By the old tree God pronounced curses and human nature was wounded, but by the new tree humanity received blessings and healing. By the old tree of Eden, Adam and Eve were chased out but through the new tree we received divine convocation (Jn 12:32). The Cross from all indications is the symbol of our victory. No wonder then we have today the ceremony of the veneration of the Cross. The Cross is not merely a heavy load, it is not merely a symbol of suffering and death. Above all these, it is a plus sign, it is a salvific ladder, and it is also a warfare arsenal.

Having explored all that was done for our sake, the pertinent question would be; “How can we repay the Lord what he did for us?” One thing that comes to mind at this point is that we should endeavour to suffer with Him. We should be ready to walk the walk with him.

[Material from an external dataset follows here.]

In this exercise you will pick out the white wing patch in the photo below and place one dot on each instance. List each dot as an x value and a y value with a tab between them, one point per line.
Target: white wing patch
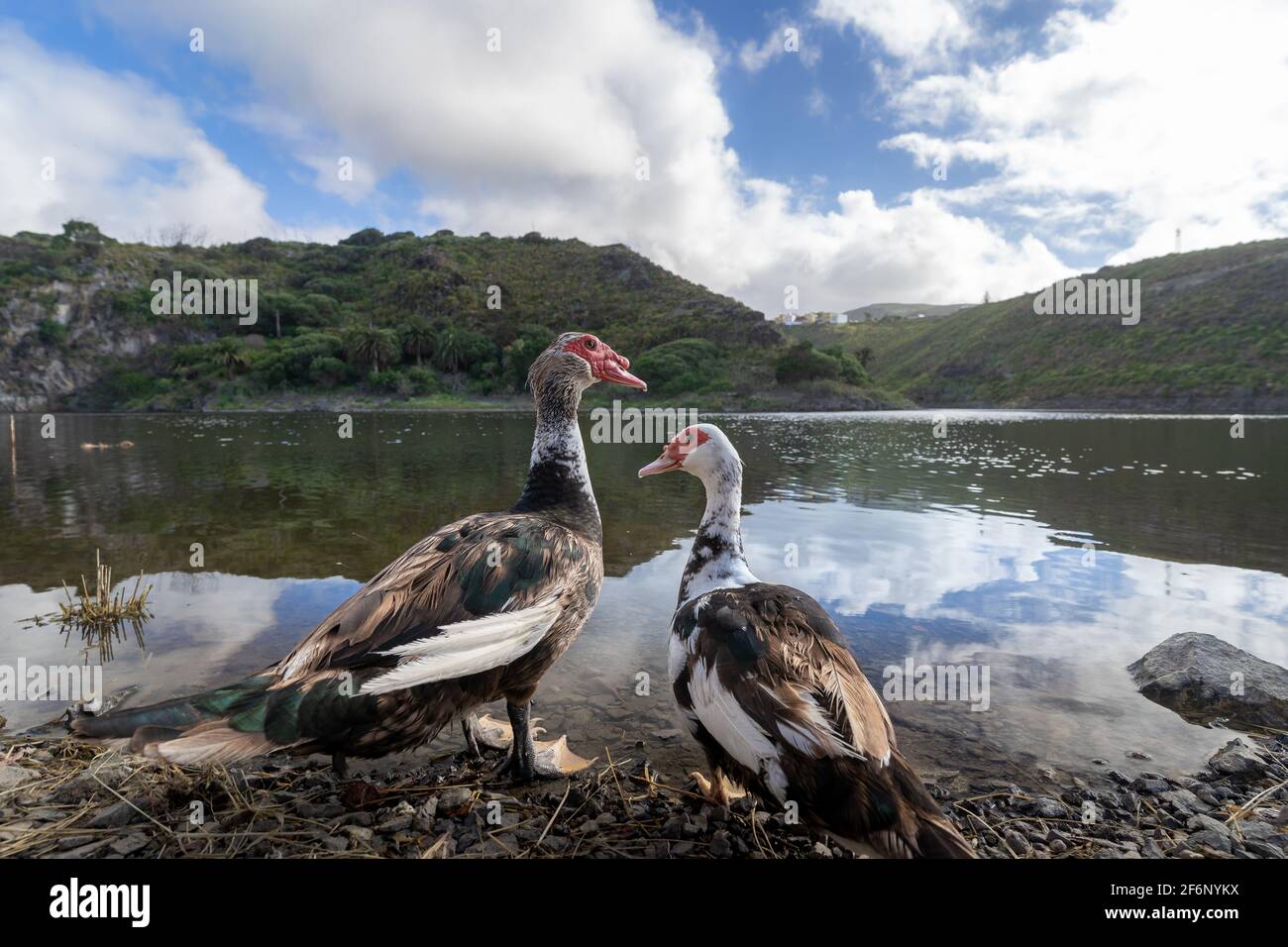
733	728
468	647
818	737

In a certain Parish, an elderly Priest was leading the Stations of the Cross on a Good Friday along a rocky and rough road beside the parish. At the third station which marked the first fall of Jesus Christ, the Priest inadvertently struck his foot against a piece of rock and fell face-down and had his face bruised. The processing parishioners were moved by empathy at the sudden fall of their elderly Priest and spontaneously, emotional shouts were heard from among the people. The next challenge was if the priest should continue leading the Way of the Cross or hand over to another person. On his part the priest would have wished to discontinue, but upon remembering and pondering upon what Jesus Christ steadfastly underwent on the Way to the Cross for us, he dismissed the idea of stopping and continued with a renewed strength till the end; though still wearing a bruised and blood stained face.

During the shooting of the life changing movie “The Passion of the Christ” by Mel Gibson (2004), the man who acted Jesus, Jim Caviezel, confessed that Jesus Christ must have suffered more than we actually imagined. Mel Gibson wanted to make the movie as real as possible so he tried to use the actual things used by the Roman Soldiers at the time to punish criminals. For flogging they used a whip (flagrum) which had several strands on which are attached pieces of bones and irons. The Jewish flogging then was thirty-nine times (2nd Cor. 11:24) but the Roman soldiers had no limit. When they flog, the bones and irons would be dug into the body and they would draw the whip letting out blood. During the movie they used the same whip but covered the body of Jim. However it happened once that the elastic covering shifted and the whip landed on the bare body of the actor. The impact was so much that the shooting of the movie was suspended to allow Jim Caviezel to recover.

From the instances we have above, it will be worthwhile for us to be patient in our suffering (Romans 12:12). And as St. Paul made us to know, if we suffer with Christ we are sure that we shall also be glorified with him (Romans 8:17; 2 Tim.2:12).